Never for an instant, since he had entered the room where she retreated before him, had he doubted either his appointed mission or his power of renewal. His whole experience, he understood now, had directed him to this hour which he had not foreseen, and the worldly success for which he had once struggled meant to him at last only that he might bring hope where there was failure. Even Connie—her love, her tragic history, her pitiable reliance upon him at the end—showed to him in the aspect of a human revelation—for his fuller understanding of Connie had confirmed him in the patience by which alone he might win back Laura to the happiness which she had lost.
The road stretching ahead of him was no longer obscured, but shone faintly luminous out of the surrounding darkness.

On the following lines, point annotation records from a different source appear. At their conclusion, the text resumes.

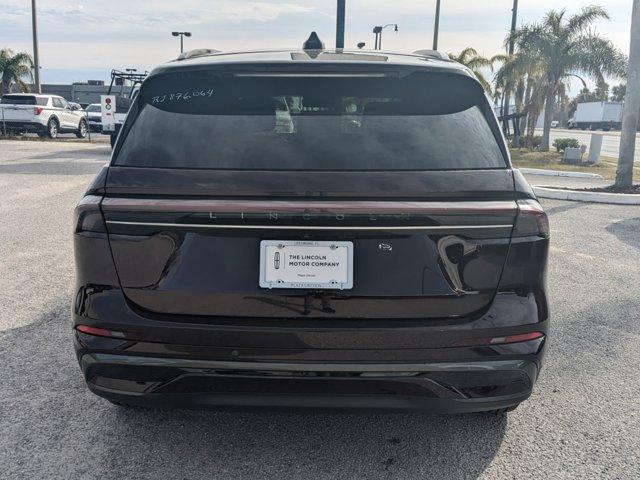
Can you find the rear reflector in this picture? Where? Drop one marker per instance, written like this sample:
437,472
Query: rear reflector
518,338
99,332
88,217
531,221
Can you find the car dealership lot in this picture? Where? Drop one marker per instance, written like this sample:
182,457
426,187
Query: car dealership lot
583,420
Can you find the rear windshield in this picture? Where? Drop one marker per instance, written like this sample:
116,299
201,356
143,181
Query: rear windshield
252,121
23,100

Not the future alone but the desert places through which he had come had blossomed, and the beauty which was revealed to him at last was the beauty in all things that have form or being—in the earth no less than in the sky, in the flesh no less than in the spirit, for were not earth and flesh, after all, only sky and spirit in the making? The perfect plan, he had learned, in the end, is not for any part but for the whole.
Across the ferry, he found a cab which took him to Gerty’s house, and in response to his message, she came down immediately, looking excited and perturbed, in an evening gown of black and silver.

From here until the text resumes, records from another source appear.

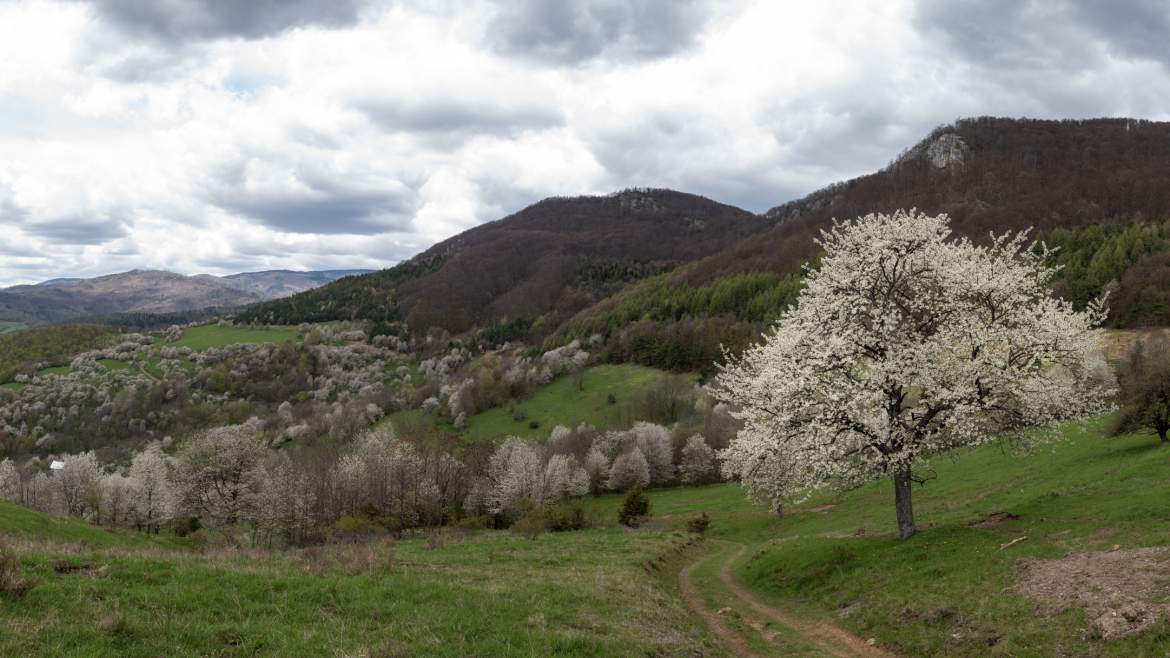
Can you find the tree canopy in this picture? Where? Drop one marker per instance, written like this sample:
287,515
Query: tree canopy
904,344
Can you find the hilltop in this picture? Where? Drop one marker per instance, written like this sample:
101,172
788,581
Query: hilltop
697,273
151,292
541,264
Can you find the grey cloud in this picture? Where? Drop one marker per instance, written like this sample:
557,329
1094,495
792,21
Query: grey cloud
1135,28
176,21
452,116
557,32
319,206
1055,35
77,230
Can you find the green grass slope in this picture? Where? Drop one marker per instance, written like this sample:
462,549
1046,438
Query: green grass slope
949,589
214,336
559,403
488,594
20,523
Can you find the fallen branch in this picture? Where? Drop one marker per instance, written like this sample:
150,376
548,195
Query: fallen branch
1013,542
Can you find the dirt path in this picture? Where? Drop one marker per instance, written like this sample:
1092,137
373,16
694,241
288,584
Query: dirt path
830,638
730,638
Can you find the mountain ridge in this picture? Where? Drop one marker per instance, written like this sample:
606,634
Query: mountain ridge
151,292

“Have you brought me news of Laura?” she asked breathlessly. “Perry’s dragging me to a dinner, but if she’s ill, I can’t go—I won’t.”
“Don’t go,” he answered, “she’s not ill, but if she were it would be better. Will you come with me now and bring her back with you?”
Without replying to his question, she ran from the room and returned, in a moment, wearing a hat and a long coat which covered her black and silver dress.
“The carriage is waiting now,” she said, “we can take it and let Perry go to his dinner in a cab.”
“But—good Lord, Gerty—what am I to say to them?” demanded Perry while he shook hands with Adams. “I never could make up an excuse in my life, you know.”
Then his eyes blinked rapidly and he fell back with merely a muttered protest, for Gerty shone, at the instant, with a beauty which neither he nor Adams had ever seen in her before. The wonderful child quality softened her look, and they watched her soul bloom in her face like a closed flower that expands in sunlight.